Lula chega ao poder em 2002 carregando o ensejo do povo mais pobre que suplicava por uma política a qual alcançasse suas vidas. E ele vinha desse meio, metalúrgico e líder sindical. O desafio era distribuição de renda menos desigual e a eliminação da fome no mapa brasileiro. Com os preços das commodities em alta, o sindicalista conseguiu redistribuir a renda por meio de programas de inclusão, mas, assim com seus antecessores, esbaldou-se em corrupção usando estatais bancárias e do ramo petrolífero. Embora tenha sido reeleito, a pecha da corrupção o acompanhou por toda a sua trajetória. Mostrou força política quando elegeu e reelegeu Dilma, mas definitivamente não era mais visto como alguém capaz de salvar o Brasil.
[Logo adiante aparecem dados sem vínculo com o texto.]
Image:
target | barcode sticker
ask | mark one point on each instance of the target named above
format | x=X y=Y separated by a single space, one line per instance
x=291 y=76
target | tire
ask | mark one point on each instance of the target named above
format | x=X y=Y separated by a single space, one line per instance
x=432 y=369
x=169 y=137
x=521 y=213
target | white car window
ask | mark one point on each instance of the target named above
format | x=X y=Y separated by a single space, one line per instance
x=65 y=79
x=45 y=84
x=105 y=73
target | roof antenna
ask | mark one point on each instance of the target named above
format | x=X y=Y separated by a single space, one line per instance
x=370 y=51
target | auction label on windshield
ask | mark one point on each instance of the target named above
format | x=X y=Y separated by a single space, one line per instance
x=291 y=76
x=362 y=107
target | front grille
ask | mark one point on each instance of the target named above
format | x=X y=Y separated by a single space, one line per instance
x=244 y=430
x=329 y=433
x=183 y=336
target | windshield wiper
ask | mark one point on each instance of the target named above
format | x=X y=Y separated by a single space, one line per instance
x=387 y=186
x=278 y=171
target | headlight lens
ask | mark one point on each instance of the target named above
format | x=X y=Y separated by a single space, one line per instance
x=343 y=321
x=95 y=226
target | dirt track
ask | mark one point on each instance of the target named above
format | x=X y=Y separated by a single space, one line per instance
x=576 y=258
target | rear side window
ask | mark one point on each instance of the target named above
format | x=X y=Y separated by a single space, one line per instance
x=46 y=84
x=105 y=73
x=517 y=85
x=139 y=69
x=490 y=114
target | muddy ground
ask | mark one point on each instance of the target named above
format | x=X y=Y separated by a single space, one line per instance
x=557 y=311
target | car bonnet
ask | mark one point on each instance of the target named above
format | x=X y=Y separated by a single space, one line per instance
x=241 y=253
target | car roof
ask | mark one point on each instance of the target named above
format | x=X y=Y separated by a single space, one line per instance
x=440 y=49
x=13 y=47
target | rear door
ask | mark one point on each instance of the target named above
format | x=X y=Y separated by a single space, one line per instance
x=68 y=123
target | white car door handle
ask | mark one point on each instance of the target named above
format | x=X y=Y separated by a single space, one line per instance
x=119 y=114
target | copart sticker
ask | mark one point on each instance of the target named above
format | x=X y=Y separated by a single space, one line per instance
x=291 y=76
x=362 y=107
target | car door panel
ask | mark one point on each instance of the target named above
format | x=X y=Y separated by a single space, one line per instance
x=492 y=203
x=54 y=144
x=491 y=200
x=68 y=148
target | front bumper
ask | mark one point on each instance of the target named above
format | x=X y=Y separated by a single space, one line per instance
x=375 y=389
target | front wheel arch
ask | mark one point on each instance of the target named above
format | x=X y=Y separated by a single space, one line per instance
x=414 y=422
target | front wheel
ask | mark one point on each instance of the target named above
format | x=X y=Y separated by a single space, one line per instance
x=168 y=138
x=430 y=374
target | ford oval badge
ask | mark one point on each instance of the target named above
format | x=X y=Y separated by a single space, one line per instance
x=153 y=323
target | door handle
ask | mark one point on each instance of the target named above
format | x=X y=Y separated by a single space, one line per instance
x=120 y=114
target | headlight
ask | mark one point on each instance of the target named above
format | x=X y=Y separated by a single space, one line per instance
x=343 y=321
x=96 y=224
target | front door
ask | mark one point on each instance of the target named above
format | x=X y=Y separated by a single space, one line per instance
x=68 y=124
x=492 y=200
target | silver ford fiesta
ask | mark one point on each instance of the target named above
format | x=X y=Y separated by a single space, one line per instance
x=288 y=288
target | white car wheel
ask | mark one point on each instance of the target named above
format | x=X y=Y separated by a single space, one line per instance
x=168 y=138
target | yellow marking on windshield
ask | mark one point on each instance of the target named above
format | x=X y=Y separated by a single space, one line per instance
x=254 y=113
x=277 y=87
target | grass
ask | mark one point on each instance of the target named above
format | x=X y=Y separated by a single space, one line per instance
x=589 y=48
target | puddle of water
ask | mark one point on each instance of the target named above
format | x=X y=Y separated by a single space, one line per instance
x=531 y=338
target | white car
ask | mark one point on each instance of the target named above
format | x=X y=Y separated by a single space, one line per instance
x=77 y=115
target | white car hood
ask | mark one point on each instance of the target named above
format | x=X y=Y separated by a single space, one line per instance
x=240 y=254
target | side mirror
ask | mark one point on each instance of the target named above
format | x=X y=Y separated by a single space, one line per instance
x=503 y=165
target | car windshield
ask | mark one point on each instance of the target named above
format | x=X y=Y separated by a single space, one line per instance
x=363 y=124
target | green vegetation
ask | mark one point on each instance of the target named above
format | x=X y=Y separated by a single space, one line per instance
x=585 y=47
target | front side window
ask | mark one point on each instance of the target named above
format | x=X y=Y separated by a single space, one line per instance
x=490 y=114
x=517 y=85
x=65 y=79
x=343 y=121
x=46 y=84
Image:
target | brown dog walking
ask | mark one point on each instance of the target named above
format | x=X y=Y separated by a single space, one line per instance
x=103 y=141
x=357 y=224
Dilma jamais foi reconhecida como a salvação do país. Elegeu-se pela popularidade de Lula e, assim como o seu padrinho, também viu seu mandato entranhado de falcatruas. A Lava-a-Jato desmontou seu governo. Desgastada, enfrentando fortes adversidades na parte econômica, sem apoio no Congresso e com pouca competência em administrar, virou presa frágil no processo de impeachment. Saiu e seu vice, Michel Temer, assumiu até 2018. Novas eleições ocorreram e Jair Bolsonaro sagrou-se vencedor. Apoiado nos discursos de antissistema, de ficha limpa e do antipetismo, ele vestiu a capa do super-herói e passou ser a pessoa certa para salvar o Brasil, ao menos nas cabeças dos seus apoiadores.

Sua administração mal começou e veio à tona todos os seus trambiques. Desde "rachadinhas" com salários de servidores contratados enquanto ele era deputado, até envolvimento com milícias no Rio de Janeiro. O trato hostil com a imprensa e uma inabilidade assustadora em lidar com a maior crise sanitária que assolou o país, a Covid-19, desfez a ilusão do messias. É impossível cravar sua reeleição, pois faltam dois anos para o próximo pleito e as condições até lá deverão mudar. De certo mesmo foi, novamente, a frustração do povo ao se enganar mais uma vez.

O brasileiro precisa amadurecer. O salvador da pátria só existe em filmes hollywoodianos e nos contos infantis. Esperar por ele na vida real é uma tarefa inócua e completamente descolada da realidade. Se você clama pelo combate à corrupção e por uma postura mais ética dos políticos, comece corrigindo suas atitudes no dia a dia, como subornar um guarda evitando tomar multa ou furar uma fila no banco. Precisamos abandonar urgentemente essa cultura “de ser esperto” a todo custo. O reflexo da sociedade é fielmente retratado nos nossos representantes, independente da esfera. Nutrir a expectativa de uma postura decente deles quando não a temos no cotidiano, é muita hipocrisia.

Internalizar esse pensamento e atuar a partir dele parece ser o primeiro passo rumo a um despertar da consciência cidadã. O Brasil será melhor quando alcançarmos essa posição e depreendermos daí lições importantes e necessárias para nosso crescimento, como, por exemplo, parar de bajular políticos e começar a fiscalizá-los no cumprimento dos deveres assumidos em campanha. Ao mesmo tempo, cumpra também os seus deveres e lute para transformar sua vida em algo melhor. Transferir essa tarefa para terceiros só trará frustração. A saída para todos os problemas passa pela política, portanto negá-la é loucura. Todavia, tenha clareza do seu papel nesse jogo, a fim de se tornar um agente participativo e não um tolo que acredita em salvador da pátria.